Researchers also found that non-centrally active ACE inhibitors were associated with an increased risk of dementia and the people taking them were more likely to develop difficulty performing daily activities. Specifically, participants who, for three years, took ACE inhibitors that do not cross the blood-brain barrier were at a 73 percent greater risk of developing dementia than were the individuals taking other anti-hypertensive drugs.
"ACE inhibitors have been shown to be beneficial to the heart and kidneys, and this study gives evidence that they may also be beneficial to the brain—at least the ones that are able to get into the brain," Sink said. "We already know it is important to treat high blood pressure and keep it under good control. But our study finds that some blood pressure medications, such as the ACE inhibitors that cross the blood brain barrier, may offer benefits to the brain that others do not. If a patient has an indication for an ACE inhibitor, it makes sense to choose one that crosses the blood brain barrier. This is quite different from the typical recommendations for physicians to avoid medications in older adults that get into the brain."

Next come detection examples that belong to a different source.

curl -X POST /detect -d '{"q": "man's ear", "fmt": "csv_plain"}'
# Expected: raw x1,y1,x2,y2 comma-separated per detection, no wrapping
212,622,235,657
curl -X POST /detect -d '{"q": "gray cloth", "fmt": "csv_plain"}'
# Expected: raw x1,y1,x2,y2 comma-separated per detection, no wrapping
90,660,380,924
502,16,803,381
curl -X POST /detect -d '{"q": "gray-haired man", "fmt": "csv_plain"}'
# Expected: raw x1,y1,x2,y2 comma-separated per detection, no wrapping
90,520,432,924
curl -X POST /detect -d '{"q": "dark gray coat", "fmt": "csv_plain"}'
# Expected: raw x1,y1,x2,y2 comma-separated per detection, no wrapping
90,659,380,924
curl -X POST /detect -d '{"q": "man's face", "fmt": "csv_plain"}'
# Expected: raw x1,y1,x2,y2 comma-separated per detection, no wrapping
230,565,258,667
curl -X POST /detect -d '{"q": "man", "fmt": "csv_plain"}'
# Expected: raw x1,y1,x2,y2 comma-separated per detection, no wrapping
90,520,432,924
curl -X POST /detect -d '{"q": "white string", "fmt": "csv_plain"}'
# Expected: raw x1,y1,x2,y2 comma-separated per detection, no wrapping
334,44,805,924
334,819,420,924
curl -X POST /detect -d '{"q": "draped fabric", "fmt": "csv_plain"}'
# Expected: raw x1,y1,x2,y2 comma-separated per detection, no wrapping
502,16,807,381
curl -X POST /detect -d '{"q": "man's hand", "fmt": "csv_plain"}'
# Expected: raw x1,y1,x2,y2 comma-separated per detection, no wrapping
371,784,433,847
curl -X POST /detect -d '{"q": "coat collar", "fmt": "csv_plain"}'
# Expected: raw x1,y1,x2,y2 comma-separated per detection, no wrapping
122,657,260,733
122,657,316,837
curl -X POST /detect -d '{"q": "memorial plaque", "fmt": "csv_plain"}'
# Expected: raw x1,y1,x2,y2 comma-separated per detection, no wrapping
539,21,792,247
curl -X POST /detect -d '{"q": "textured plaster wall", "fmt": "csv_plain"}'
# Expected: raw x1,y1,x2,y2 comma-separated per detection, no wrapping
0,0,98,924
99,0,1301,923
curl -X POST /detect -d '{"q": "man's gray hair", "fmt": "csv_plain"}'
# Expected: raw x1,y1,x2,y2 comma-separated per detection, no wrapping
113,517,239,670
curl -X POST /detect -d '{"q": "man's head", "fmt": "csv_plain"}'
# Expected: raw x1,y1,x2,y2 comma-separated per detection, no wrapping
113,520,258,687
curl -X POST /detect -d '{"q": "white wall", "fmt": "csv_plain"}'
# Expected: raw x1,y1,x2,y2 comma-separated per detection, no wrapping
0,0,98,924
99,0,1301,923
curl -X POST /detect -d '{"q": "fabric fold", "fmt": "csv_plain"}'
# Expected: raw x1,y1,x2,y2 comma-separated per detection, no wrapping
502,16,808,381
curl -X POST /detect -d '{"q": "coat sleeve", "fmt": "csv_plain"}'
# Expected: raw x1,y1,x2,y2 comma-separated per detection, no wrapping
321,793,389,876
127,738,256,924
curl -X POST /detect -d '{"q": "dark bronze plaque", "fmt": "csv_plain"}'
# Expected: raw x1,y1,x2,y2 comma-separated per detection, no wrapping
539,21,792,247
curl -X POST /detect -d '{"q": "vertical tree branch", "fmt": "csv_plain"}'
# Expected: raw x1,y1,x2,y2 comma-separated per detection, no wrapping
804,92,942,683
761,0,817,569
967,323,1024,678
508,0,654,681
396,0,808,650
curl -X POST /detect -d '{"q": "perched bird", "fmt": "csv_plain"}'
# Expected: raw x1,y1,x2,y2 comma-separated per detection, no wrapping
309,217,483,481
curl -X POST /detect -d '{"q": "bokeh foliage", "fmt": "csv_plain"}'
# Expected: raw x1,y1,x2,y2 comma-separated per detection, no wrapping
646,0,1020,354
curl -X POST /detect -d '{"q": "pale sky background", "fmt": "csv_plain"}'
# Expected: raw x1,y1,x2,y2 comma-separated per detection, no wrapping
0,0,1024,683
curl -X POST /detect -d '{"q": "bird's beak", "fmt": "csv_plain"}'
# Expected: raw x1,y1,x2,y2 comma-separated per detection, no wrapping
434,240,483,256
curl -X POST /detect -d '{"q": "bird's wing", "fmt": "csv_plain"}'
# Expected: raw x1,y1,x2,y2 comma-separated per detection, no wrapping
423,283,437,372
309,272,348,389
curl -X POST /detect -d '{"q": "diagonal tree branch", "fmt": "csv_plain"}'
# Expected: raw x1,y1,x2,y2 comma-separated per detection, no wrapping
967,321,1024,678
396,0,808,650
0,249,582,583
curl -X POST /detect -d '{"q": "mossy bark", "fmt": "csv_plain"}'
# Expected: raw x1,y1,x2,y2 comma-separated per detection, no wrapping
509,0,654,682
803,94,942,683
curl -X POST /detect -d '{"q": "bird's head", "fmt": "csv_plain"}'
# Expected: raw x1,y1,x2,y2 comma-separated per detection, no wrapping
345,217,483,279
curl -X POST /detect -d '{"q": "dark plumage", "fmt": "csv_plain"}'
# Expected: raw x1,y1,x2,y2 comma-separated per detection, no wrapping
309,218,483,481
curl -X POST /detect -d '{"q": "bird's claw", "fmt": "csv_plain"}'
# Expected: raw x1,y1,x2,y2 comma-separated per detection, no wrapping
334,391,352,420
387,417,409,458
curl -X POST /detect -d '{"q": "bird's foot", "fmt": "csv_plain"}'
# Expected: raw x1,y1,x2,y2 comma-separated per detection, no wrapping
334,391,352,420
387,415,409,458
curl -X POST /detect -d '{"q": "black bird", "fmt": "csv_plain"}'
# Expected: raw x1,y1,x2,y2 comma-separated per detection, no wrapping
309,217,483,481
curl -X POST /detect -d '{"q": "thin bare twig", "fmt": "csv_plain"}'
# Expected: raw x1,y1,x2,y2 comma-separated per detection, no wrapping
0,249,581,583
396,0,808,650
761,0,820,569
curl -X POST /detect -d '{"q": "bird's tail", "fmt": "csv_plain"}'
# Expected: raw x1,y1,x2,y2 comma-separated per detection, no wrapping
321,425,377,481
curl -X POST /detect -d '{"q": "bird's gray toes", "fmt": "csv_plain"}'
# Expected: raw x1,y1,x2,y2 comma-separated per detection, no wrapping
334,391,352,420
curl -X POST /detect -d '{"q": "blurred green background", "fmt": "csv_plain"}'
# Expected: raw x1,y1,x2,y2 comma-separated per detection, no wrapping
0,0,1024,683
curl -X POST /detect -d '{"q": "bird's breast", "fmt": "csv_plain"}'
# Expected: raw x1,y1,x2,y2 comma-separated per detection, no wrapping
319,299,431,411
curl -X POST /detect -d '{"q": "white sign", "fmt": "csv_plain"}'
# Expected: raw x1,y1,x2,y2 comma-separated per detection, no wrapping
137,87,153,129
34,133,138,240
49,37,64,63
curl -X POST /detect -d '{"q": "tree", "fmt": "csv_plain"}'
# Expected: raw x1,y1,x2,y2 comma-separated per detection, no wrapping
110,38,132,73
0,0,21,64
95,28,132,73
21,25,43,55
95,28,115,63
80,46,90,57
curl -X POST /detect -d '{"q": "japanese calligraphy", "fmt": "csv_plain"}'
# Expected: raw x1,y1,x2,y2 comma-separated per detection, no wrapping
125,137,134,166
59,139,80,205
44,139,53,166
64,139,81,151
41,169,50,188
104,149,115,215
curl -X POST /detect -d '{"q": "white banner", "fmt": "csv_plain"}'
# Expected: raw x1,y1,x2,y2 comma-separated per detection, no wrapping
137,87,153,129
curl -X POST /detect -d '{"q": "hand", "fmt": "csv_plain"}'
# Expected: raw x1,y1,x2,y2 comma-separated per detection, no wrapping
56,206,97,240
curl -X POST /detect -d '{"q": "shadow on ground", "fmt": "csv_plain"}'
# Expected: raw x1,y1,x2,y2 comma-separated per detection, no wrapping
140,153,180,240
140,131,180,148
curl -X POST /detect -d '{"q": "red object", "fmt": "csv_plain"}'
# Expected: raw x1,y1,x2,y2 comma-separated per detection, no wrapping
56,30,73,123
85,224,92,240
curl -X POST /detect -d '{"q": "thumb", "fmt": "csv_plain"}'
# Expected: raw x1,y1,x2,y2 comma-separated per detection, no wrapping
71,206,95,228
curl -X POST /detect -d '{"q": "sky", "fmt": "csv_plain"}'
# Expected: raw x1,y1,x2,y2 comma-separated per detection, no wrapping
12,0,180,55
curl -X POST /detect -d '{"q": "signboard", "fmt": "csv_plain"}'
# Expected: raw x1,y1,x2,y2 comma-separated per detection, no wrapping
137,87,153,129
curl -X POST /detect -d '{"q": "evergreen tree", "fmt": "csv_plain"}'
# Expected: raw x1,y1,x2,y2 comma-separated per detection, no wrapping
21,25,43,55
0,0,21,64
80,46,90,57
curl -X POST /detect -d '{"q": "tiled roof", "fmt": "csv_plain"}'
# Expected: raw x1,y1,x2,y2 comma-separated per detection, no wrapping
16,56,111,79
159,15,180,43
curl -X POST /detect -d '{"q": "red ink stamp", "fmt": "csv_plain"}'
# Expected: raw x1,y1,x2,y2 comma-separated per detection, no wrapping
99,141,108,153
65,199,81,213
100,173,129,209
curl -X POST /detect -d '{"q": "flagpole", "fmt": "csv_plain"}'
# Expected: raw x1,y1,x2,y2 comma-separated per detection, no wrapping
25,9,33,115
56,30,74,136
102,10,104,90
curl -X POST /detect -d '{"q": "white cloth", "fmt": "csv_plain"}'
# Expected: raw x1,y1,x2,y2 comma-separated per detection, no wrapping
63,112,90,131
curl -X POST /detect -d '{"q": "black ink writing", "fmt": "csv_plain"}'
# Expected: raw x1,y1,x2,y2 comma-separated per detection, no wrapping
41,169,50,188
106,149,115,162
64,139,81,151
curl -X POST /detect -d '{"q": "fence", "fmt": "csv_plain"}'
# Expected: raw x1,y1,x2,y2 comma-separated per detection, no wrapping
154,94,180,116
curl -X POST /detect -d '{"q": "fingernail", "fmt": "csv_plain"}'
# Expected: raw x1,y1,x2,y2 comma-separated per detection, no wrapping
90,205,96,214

The study appears in the current issue of Archives of Internal Medicine.
The research was supported by the National Heart, Lung and Blood Institute, the Wake Forest University Pepper Older Adults Independence Center, the Kulynych Center for Research in Cognition at Wake Forest University, the Hartford Geriatrics Health Outcomes Research Scholars Program, the National Institute of Neurological Disorders and Stroke, and the National Institute on Aging.
Co-authors on the study were Xiaoyan Leng, Ph.D., Jeff Williamson, M.D., M.H.S., Stephen B. Kritchevsky, Ph.D., Hal Atkinson, M.D., Mike Robbins, Ph.D., and David C. Goff, Jr., M.D., Ph.D., all from the School of Medicine, Kristine Yaffe, M.D., from the University of California, Lewis Kuller, M.D., Dr.P.H., from the University of Pittsburgh, Sevil Yasar, M.D., from Johns Hopkins University, and Bruce Psaty, M.D., Ph.D., from the University of Washington.